The key to exploiting his versatility is knowing when and how to tap into each strength. Against power forwards, Bennett must take advantage of his foot speed on the perimeter. Against small forwards or stretch-4s, he has to take advantage of his strength and length inside.
And when the opportunity presents itself, Bennett has to showcase that mesmerizing athleticism and get out in transition whenever possible.
Bennett's offensive game plan or scoring repertoire might need to change on a nightly basis depending on who he's matched up with.
Must Take Advantage of: Foot speed on the Perimeter
With Bennett expected to play mostly power forward as a rookie, he'll find himself at a size disadvantage a few times a week.
And that's where Bennett must play to his strengths.
Most power forwards won't have the lateral quickness to keep up with Bennett's foot speed on the perimeter. By playing face-up basketball, Bennett puts slower-footed big men in a state a vulnerability.
Bennett's deceptive quickness off the bounce makes it tough for opposing big men to stay in front of him. With a jab step or pump, Bennett is able to shake his man out of his boots and explode up at the hoop.
Must Take Advantage of: Strength, Length on the Interior
Bennett may not have the size of your traditional NBA power forward, but he certainly has the strength. With an imposing frame and massive wingspan, Bennett has the muscle and length to bully defenders down low and finish over the top.
Bennett is capable of activating beast mode, which allows him to pick up easy buckets inside. Small forwards and stretch-4s won't have an answer for the physical punch he packs.

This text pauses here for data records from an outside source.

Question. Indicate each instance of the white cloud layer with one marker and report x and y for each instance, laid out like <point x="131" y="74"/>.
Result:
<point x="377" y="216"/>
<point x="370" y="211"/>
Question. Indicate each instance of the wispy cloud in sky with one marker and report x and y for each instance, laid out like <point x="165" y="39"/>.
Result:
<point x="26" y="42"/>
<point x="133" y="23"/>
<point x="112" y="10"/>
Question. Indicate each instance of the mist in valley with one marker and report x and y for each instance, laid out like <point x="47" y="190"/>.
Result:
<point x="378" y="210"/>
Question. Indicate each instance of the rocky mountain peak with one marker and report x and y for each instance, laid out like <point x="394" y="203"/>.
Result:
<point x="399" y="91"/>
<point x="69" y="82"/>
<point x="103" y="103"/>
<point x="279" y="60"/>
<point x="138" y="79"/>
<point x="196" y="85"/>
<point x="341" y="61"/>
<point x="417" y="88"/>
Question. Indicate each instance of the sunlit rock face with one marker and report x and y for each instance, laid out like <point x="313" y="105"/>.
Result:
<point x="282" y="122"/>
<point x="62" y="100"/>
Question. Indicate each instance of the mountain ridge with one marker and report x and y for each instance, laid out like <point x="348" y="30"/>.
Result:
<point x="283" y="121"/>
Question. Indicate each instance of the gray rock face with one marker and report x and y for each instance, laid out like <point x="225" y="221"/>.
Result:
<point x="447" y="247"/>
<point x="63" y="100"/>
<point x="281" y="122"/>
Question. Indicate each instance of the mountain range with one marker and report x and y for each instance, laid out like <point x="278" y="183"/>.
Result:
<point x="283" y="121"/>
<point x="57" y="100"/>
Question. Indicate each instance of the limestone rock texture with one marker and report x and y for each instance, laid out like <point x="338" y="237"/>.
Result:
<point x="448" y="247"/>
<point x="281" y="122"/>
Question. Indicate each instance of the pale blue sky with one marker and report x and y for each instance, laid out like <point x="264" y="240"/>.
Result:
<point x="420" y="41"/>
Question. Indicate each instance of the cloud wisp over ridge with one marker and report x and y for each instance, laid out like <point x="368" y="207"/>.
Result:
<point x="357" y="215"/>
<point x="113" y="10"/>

Must Take Advantage of: Open-Floor Agility, Explosiveness
Anthony Bennett is an absolute missile in the open floor. He should be salivating at the thought of a long defensive rebound or quick outlet that sparks the fast break.
You won't find too many big men who can keep up with Bennett from baseline to baseline. And that's where he needs to take advantage of his open-foor explosiveness.
Bennett's explosive athleticism serves him best in the open floor, but scoring when the game is slowed down will be a challenge.
He'll have to learn and find his sweet spots on the floor where he's most comfortable operating from.
Bennett usually works best in the mid-range where he can face the basket. Developing a reliable jumper out of the triple threat will really give him a boost, as he can use it as a scoring weapon or to set up the pump and dribble-drive.
Extending his range will also increase his scoring opportunities as a stretch-4 or small forward. He knocked down 37 percent of his three-point attempts at UNLV, so he certainly has promise as a shooter.
Most big men won't be comfortable guarding Bennett 26 feet from the rim.
In terms of half-court scoring, it's all about maximizing scoring opportunities. Bennett isn't going to be featured in the offense, so he'll have to seek out and recognize where these opportunities exist.
He'll excel at capitalizing in the open floor or when there's room to explode toward the rim. But Bennett's tallest obstacle at the pro level will be putting up points within the flow of Cleveland's half-court offense.